Cuando todo aprieta: el liderazgo se mide en emociones.
En entornos exigentes, donde los resultados
aprietan, los tiempos no alcanzan y las decisiones pesan… la verdadera
diferencia no siempre está en la estrategia, sino en la capacidad del líder
para gestionar sus emociones. 💡
La inteligencia emocional no es “ser positivo todo
el tiempo”, ni evitar el conflicto. Es, sobre todo, saber reconocer lo que
sientes, entender cómo impacta en otros y elegir cómo responder en lugar de
reaccionar.
He visto líderes técnicamente brillantes perder
credibilidad en segundos por no regular una emoción. Y también he visto líderes
en situaciones críticas sostener equipos completos gracias a su templanza.
👉 Pensemos en un caso real:
Un gerente recibe una mala noticia: un proyecto
clave ha fallado.

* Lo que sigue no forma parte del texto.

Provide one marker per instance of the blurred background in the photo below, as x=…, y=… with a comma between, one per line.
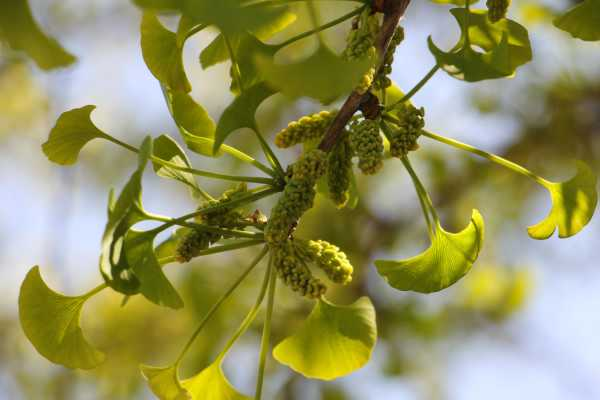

La presión viene de arriba y el equipo está desmotivado.
Tiene dos opciones:
❌ Reacción impulsiva: levanta la
voz, busca culpables, genera tensión. Resultado: el equipo entra en modo
defensivo, se pierde confianza y el problema se agranda.
✅ Respuesta emocionalmente
inteligente: respira, pausa, pregunta antes de juzgar. Dice algo como:
“Entendamos qué pasó y cómo lo resolvemos juntos”.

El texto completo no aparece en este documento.